The Ministry for Culture and Heritage and Arts Access Aotearoa identified 67 different organisations as creative spaces. The survey was distributed to the 67 organisations and responses were received from 42 creative spaces, for a response rate of 63%.

The report includes case studies of four creative spaces: Māpura Studios in Auckland, Artsenta in Dunedin, Te Whare Toi o Ngāruawāhia – Twin Rivers Community Art Centre in Ngāruawāhia and Vincents Art Workshop in Wellington.

Some of the key findings
• An estimated 11,300 people used the services of creative spaces in the past financial year.
• Compared with their previous financial year, two-thirds of creative spaces (64%) have experienced an increase in the numbers of clients, including 19% that have experienced an increase of more than about 15 per cent.
• Creative spaces cater for a wide range of disabilities or barriers to participation among their clients: most commonly, clients with mental illness (86% of spaces), intellectual disabilities (83%) and learning disabilities (81%).
• Just over half of creative spaces (53%) employ full-time staff, and almost nine in ten (88%) employ part-time staff. It is estimated that around 625 full-time equivalent staff are employed in the sector.
• Nine in ten creative spaces (90%) use volunteers. It is estimated that there are around 3,000 volunteer hours worked in a typical week across the sector, equating to around 100 full-time equivalent staff members.
• Almost all (97%) creative spaces employ at least one staff member with a recognised qualification, and around three-quarters (73%) have one or more staff currently studying for a recognised qualification.
• The most common artform creative spaces provide is visual art (82%), followed by crafts (67%) and music/singing (59%).

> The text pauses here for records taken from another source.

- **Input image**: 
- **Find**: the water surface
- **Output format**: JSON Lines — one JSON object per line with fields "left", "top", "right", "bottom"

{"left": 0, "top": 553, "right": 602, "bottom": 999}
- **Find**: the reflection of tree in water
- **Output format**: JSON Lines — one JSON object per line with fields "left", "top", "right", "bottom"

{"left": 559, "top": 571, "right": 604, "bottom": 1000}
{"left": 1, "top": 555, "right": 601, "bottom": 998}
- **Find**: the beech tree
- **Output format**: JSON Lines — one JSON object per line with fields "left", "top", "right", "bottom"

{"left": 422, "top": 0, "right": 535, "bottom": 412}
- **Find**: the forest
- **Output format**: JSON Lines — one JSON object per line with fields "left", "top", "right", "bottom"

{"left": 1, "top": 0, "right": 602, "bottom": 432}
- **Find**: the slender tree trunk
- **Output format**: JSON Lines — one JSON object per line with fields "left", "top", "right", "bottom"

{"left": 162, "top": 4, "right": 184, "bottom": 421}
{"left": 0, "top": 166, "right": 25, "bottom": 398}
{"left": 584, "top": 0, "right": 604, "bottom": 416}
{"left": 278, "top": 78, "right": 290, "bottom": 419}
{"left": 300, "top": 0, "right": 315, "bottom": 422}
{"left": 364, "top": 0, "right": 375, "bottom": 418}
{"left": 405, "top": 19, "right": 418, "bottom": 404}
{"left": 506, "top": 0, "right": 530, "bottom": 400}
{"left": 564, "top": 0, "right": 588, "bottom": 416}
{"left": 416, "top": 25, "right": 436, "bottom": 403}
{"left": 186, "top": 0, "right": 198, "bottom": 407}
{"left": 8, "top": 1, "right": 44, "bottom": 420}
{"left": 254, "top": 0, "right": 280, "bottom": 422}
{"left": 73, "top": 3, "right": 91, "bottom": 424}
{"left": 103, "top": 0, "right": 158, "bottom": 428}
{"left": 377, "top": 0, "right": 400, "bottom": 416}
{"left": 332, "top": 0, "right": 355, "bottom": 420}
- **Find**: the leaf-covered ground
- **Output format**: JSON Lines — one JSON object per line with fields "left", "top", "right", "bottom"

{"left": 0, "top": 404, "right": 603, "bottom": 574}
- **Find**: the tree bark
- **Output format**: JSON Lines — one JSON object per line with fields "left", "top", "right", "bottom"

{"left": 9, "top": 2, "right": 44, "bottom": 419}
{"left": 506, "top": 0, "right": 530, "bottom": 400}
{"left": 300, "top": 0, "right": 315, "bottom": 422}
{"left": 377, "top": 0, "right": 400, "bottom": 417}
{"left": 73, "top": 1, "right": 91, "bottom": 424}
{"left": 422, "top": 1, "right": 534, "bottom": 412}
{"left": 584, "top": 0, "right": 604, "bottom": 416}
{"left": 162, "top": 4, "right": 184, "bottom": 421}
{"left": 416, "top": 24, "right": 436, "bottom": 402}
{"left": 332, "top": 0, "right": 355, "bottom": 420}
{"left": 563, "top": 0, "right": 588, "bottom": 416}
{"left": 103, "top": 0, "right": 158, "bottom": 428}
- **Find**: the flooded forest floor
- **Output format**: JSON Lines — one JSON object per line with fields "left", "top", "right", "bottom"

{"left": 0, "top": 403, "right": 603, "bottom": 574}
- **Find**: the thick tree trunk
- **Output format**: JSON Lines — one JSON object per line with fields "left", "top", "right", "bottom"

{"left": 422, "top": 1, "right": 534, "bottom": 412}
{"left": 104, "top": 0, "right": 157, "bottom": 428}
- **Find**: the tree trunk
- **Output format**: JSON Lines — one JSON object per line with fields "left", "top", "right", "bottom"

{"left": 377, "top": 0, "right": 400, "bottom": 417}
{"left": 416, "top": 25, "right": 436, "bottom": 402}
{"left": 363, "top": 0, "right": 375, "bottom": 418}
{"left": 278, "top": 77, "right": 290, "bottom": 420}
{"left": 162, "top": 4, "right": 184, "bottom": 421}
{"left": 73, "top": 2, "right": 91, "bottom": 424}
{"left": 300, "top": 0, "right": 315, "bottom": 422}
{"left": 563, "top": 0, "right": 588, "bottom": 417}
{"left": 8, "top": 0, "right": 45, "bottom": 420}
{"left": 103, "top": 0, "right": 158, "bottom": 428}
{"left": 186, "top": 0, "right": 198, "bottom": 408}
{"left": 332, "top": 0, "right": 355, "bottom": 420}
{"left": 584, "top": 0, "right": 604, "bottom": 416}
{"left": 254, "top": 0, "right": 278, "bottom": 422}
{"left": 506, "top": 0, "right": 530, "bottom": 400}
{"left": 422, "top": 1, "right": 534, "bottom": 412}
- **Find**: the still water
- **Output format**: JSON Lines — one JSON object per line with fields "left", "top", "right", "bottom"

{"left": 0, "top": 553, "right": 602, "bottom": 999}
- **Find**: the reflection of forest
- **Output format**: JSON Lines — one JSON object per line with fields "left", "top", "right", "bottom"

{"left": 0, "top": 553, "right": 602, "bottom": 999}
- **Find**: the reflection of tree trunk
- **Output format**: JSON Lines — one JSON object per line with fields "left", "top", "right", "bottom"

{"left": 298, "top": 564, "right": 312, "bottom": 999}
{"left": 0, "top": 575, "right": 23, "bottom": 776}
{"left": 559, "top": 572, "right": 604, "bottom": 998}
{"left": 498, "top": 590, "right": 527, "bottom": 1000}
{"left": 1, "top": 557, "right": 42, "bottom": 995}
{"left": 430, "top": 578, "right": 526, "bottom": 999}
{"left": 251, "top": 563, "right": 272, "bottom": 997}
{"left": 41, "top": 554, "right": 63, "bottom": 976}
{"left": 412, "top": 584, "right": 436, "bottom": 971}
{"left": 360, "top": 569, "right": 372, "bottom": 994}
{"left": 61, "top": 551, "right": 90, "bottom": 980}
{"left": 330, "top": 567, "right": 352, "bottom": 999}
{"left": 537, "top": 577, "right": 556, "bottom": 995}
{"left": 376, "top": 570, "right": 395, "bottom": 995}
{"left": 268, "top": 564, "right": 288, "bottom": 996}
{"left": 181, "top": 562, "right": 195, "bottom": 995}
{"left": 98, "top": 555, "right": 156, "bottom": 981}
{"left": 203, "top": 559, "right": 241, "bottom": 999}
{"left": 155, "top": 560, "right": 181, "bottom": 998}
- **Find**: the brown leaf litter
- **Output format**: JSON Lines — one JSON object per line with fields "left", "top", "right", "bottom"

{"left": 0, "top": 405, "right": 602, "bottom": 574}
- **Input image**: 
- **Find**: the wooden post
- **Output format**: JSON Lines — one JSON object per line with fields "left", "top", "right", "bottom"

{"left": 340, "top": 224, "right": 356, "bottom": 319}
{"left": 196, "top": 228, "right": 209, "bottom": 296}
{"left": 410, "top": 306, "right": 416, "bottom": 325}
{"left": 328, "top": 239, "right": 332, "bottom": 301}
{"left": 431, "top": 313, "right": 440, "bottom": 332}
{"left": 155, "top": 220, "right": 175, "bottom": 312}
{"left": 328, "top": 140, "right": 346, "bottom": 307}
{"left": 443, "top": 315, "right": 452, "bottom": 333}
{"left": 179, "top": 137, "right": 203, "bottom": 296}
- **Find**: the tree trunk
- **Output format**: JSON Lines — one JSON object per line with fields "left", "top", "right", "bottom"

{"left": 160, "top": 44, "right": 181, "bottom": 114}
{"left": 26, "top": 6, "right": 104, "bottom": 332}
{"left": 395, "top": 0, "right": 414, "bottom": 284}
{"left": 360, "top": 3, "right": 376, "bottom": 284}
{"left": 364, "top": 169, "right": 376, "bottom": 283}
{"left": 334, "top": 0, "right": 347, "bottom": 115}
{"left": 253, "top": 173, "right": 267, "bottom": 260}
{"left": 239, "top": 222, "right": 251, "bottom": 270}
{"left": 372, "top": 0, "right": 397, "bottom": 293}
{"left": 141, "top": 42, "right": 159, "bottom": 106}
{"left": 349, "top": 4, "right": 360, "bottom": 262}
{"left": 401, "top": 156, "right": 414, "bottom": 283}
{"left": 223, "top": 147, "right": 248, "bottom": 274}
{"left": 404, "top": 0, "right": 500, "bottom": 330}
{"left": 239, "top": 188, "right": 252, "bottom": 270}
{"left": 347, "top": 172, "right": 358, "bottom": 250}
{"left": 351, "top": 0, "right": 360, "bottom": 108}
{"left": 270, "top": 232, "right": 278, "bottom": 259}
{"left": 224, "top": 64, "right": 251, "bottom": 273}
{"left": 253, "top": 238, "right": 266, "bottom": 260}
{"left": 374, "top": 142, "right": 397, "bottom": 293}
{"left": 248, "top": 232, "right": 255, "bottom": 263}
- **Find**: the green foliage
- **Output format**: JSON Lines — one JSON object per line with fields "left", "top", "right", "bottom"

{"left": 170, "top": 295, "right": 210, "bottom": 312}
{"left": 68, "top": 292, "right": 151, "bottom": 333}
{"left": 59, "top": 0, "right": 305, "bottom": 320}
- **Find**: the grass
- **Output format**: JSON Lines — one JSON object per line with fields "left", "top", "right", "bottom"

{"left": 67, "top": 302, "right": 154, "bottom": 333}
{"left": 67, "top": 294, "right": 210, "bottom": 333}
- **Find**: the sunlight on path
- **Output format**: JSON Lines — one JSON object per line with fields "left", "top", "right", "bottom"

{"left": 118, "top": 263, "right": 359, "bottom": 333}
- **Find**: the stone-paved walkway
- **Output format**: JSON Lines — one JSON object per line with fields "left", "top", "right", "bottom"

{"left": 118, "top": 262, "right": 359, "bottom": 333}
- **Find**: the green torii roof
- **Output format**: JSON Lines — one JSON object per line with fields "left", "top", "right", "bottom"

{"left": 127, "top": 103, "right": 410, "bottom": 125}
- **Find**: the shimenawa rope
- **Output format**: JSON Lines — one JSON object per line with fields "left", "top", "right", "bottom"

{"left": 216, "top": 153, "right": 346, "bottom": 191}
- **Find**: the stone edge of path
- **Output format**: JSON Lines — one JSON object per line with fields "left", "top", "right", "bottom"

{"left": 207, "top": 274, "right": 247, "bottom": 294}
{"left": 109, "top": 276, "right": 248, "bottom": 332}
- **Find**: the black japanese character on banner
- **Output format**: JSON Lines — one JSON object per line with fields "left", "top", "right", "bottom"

The least commonly provided artforms are circus (8%) and Pasifika arts (21%).
• More than eight out of ten creative spaces (84%) provide exhibitions or performances of their client artists’ work, with a similar proportion (79%) providing artistic skill development or training.

All creative spaces (100%) responded that the outcomes for their clients as a result of participating in their creative space are social interaction, increased confidence, improved wellbeing, increased creative expression/skills, increased self-esteem and a sense of belonging. Almost all (95-97%) also indicated that outcomes included communication skills, connection with their local community and self-development.

Funding barrier
Most (78%) creative spaces indicated there are services they wanted or needed to deliver in order to achieve their organisation's goals but cannot currently do so. This included delivering more programmes, services or projects to: address unmet needs and demand; extending to other locations or the hours of operation; targeting specific groups within communities; offering specific art or craft forms or skills development; and bringing more consistency in the delivery of programmes.

The key barrier to addressing priority gaps identified by creative spaces was a lack of funding or a funding-related issue.

Unsurprisingly, increased funding was identified as the main way creative spaces would be able to address the gaps identified in their services. Increased and/or more secure/stable funding would allow creative spaces to employ more staff, and more-skilled or specialist staff, to develop and run their programmes and connect with communities; increase their capacity and space available; and find more suitable or larger venues for the services and clients groups they wished to deliver to.